Nos seus diários, Max Frisch escreve que Lenine e Robert Walser conversaram apenas uma vez. Foi em 1917, na Spiegelgasse, em Zurique, em frente a uma pastelaria. Dias antes da Revolução e do regresso de Lenine à Rússia. Walser fez-lhe uma única pergunta: «Também gostas de Glarner Birnbrot ?» Frisch garante que a história é verdadeira.

Admiradores

Joyce e Musil moravam muito perto um do outro em Zurique durante a última guerra; no entanto, não fizeram nenhuma tentativa de se conhecerem, de se encontrarem. Os criadores não comunicam entre si. Precisam de admiradores, não de semelhantes . Emil Cioran, Cadernos 1957-1972

Mexer na terra

Leio no jornal que em Santiago do Cacém há um empreendimento para «nómadas digitais» onde os clientes podem «ser tecnológicos, mexer na terra e viver em comunhão com a natureza». Haverá alegoria mais grotesca do que andamos a fazer à terra? Um produto para clientes «tecnológicos» mexerem, esburacarem, violentarem.

Vida luminosa

  –Tu, se fazes o favor, não vais na conversa destes dois ou ainda ficas como eles.

«Porque razão deverá uma pessoa trabalhar, podendo evitá-lo?»

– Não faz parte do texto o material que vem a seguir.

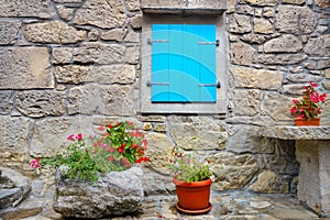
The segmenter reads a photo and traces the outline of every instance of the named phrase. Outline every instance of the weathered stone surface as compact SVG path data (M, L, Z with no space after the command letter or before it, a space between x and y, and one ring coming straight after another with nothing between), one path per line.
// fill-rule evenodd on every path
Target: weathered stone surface
M75 24L90 24L102 29L123 26L127 15L120 0L87 0L76 11Z
M32 134L33 121L23 117L0 117L1 160L23 161Z
M306 54L278 54L278 55L266 54L266 55L256 56L258 63L267 64L267 65L298 64L307 58L308 56Z
M266 42L267 37L261 34L244 34L240 37L242 41L252 44L263 44Z
M318 7L323 7L323 8L330 7L330 2L328 0L315 0L315 3Z
M18 40L20 22L0 21L0 45L14 44Z
M168 174L168 161L174 143L162 133L147 133L145 139L147 141L146 156L151 160L147 165L158 172Z
M168 193L175 194L175 185L172 183L170 175L162 175L147 169L144 169L143 172L144 175L142 182L145 196L164 196L168 195Z
M252 6L260 6L260 7L274 7L278 3L278 0L242 0L242 2L250 3Z
M128 46L124 61L129 64L139 64L140 61L140 46Z
M229 20L229 32L232 33L249 33L252 31L252 25L250 23L250 16L235 14Z
M11 112L13 98L13 91L0 91L0 114L9 114Z
M306 2L306 0L283 0L282 1L282 3L290 3L290 4L298 4L298 6L300 6L305 2Z
M69 143L67 136L81 133L85 138L92 134L91 117L62 117L38 120L31 139L32 157L55 156Z
M233 64L249 65L252 63L255 48L245 43L230 44L230 59Z
M52 19L55 10L51 0L0 0L0 16L34 16L41 19Z
M301 51L301 48L302 43L300 40L292 34L284 34L264 44L265 53L296 53Z
M266 19L253 19L253 30L254 33L260 34L272 34L273 31L273 24L266 20Z
M10 182L12 188L0 188L0 208L15 207L24 200L31 190L31 180L21 173L0 167L0 182Z
M257 129L253 124L229 125L227 150L235 153L274 153L274 140L258 138Z
M288 194L288 183L278 178L274 172L264 170L249 189L265 194Z
M55 47L53 48L53 64L69 64L73 59L73 48Z
M221 152L208 158L218 179L212 184L216 190L242 188L258 170L256 161L249 154Z
M221 124L212 118L169 117L168 123L170 136L185 150L224 148L227 133Z
M231 67L230 72L237 87L277 90L282 86L283 73L280 72L239 66Z
M317 25L316 13L307 7L279 6L275 28L279 32L309 34Z
M57 6L58 15L65 21L70 21L74 18L74 9L64 6Z
M85 43L74 48L74 62L113 64L122 63L125 47L118 44L102 44L99 42Z
M46 47L0 48L0 89L54 88Z
M81 84L95 80L92 66L65 65L55 67L55 78L62 84Z
M330 34L310 38L304 52L310 56L329 56L330 54Z
M72 88L68 94L68 113L131 116L131 86L95 84Z
M63 116L65 113L65 94L58 91L29 90L19 91L15 98L16 109L24 116L40 118Z
M103 32L101 34L101 40L122 42L127 34L127 31L128 30L125 29L112 29L108 32Z
M133 84L136 78L133 65L99 66L94 72L99 84Z
M26 24L23 34L30 42L48 44L77 43L86 37L86 31L77 31L61 21Z
M267 92L262 100L261 110L275 121L285 121L293 119L289 111L292 106L290 98L275 92Z
M101 218L138 211L144 200L143 172L133 167L111 172L94 185L57 177L54 210L64 217Z
M260 91L251 90L234 90L234 113L235 116L253 117L260 112Z

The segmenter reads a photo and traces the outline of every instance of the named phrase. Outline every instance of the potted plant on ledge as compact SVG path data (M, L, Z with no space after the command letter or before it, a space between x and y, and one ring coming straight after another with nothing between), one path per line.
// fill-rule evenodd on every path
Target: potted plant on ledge
M294 99L294 107L290 109L293 116L295 116L296 125L320 125L321 108L319 102L324 102L327 95L320 95L316 91L317 84L309 82L308 86L304 86L304 96L301 99Z
M169 160L173 183L176 186L178 202L176 208L185 213L206 213L211 210L210 187L215 176L210 170L210 162L198 161L196 152L183 153L175 145Z

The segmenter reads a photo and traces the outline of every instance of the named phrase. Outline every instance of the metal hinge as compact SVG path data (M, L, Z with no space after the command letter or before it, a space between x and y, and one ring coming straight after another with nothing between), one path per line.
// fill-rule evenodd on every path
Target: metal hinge
M218 81L217 84L198 84L197 86L199 87L217 87L217 88L221 88L221 84L220 81Z
M155 43L168 43L169 40L151 40L151 38L146 40L146 43L148 43L148 44L153 44L154 42Z
M146 81L147 87L151 87L153 85L155 85L155 86L169 86L169 82L154 82L154 81L151 82L150 80Z
M220 41L217 40L216 42L197 42L198 44L201 44L201 45L209 45L209 44L216 44L216 46L219 46L220 45Z

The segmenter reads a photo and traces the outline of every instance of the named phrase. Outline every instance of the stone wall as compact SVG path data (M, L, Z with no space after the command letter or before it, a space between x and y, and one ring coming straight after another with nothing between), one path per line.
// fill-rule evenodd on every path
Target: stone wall
M254 136L261 125L293 124L290 100L308 81L330 96L329 1L227 2L229 106L220 116L139 113L139 0L0 4L0 157L33 178L34 196L48 182L33 176L29 161L54 155L72 133L121 120L146 133L146 195L173 190L166 166L174 143L210 157L217 190L295 191L294 142ZM321 123L330 124L329 101Z

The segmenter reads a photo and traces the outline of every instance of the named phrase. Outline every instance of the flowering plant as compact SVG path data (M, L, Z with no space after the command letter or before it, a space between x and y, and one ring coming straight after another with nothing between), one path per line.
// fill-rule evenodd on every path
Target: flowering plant
M210 161L207 158L201 162L197 158L196 152L183 153L180 148L175 145L172 151L172 158L169 160L169 169L177 180L191 183L200 182L215 176L209 167Z
M312 119L321 114L321 108L318 106L319 102L324 102L327 95L316 91L317 84L309 82L308 86L304 86L302 99L294 99L294 107L290 109L292 114L299 119Z
M69 179L82 179L95 183L99 175L112 170L124 170L135 163L147 162L144 157L146 141L132 122L100 127L99 135L90 135L89 142L81 133L67 139L70 144L55 157L36 158L30 163L33 168L42 169L45 165L64 167L62 173Z

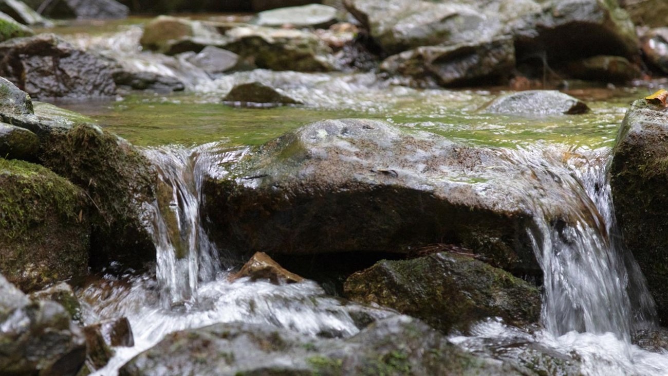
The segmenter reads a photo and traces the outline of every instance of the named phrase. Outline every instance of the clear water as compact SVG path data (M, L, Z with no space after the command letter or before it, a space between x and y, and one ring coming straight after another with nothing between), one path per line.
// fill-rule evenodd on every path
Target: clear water
M87 322L124 316L134 333L135 347L118 348L110 365L97 374L114 373L168 333L215 322L263 322L310 335L357 333L349 312L364 308L325 296L314 282L228 282L224 265L216 260L215 248L199 225L197 209L199 182L210 162L206 147L211 145L258 145L312 121L344 117L383 119L462 143L498 148L509 167L526 167L508 177L511 187L519 180L562 188L526 197L524 203L535 213L535 225L527 231L545 274L544 328L529 331L491 319L468 336L451 337L452 342L500 359L512 357L513 349L537 344L573 360L584 375L668 373L668 355L630 342L633 331L652 326L653 303L633 256L619 244L605 177L609 148L624 112L644 92L633 88L572 92L588 100L593 109L583 116L492 115L478 108L498 90L415 90L373 73L255 70L210 78L179 58L140 52L140 25L122 24L120 29L94 35L60 31L78 45L118 54L126 64L188 82L182 94L63 104L136 145L157 147L146 154L159 167L161 184L171 197L166 206L156 203L147 208L159 250L154 275L126 280L107 277L80 293L88 302ZM279 87L305 104L242 109L220 103L233 85L252 80ZM163 146L174 143L188 147ZM226 157L233 161L239 153ZM555 207L561 208L561 220L546 220L554 217L550 211Z

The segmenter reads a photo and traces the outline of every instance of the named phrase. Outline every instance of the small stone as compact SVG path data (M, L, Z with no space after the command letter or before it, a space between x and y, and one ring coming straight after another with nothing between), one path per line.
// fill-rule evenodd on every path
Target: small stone
M302 104L296 99L260 82L236 85L223 98L223 103L232 106L273 107L282 104Z
M251 277L251 280L269 280L274 284L281 282L299 283L303 277L286 270L265 252L255 252L241 270L229 277L234 282L243 277Z

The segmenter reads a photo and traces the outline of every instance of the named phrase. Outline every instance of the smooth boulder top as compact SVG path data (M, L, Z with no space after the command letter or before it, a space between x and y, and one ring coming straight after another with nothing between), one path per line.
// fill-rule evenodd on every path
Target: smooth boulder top
M255 23L262 26L278 27L291 25L295 27L326 26L336 21L337 9L321 4L301 7L287 7L257 14Z
M502 95L481 110L493 114L560 115L584 114L584 102L557 90L526 90Z

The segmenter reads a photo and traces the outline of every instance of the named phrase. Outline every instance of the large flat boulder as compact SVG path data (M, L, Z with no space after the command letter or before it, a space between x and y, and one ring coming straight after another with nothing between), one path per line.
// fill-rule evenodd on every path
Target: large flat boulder
M668 323L668 113L663 104L637 100L620 128L611 167L615 212Z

A minha patroa tanto apregoou o uso da inteligência artificial generativa que acabei por aceitar: utilizei o chat gtp para negociar a extinção do meu posto de trabalho. Não foi em vão que li os livros do Cossery. O desemprego é o nosso futuro.

«As nossas mulheres»

Na apresentação da candidatura à Câmara do Porto, o concorrente da «direita democrática» disse: «Nesta terra não se ameaça, não se intimida impunemente as nossas mulheres, as nossas crianças, ou qualquer cidadão, seja nas ruas, nos jardins, ou nas estações de metro. Quem não sabe comportar-se dessa forma, não é bem-vindo!» Ia escrever que é uma declaração repugnante e irresponsável, mas desisti. Certas palavras já não significam nada.

Livros fortificantes

O que não devo aos livros destrutivos, do contra, «ácidos»? Sem eles, já não estaria vivo. É por reacção ao seu veneno, por resistência à sua força nociva, que me fortaleci e me apeguei ao ser. Livros fortificantes , pois despertaram em mim tudo o que os devia negar. Li quase tudo o que é preciso para soçobrar, mas foi precisamente por isso que consegui evitar o naufrágio. Quanto mais «tóxico» é um livro, mais age em mim como um tónico. Só me afirmo pelo que me exclui. Emil Cioran, Cadernos 1957-1972

Dos jornais XXVII

Tudo impressiona nas notícias sobre o MAL, mas o que vai ficar na minha memória é a fotografia da faca pousada sobre um naperon bordado .

Novo mundo

Estão 33 ou 34 graus. Turistas japoneses passeiam pela Cordoaria de guarda-chuva aberto, tentando proteger-se do sol. Dezenas de guarda-chuvas, avançando em todas as direcções, como num dia de tempestade. Pousadas nos semáforos, as gaivotas observam este novo mundo, confusas.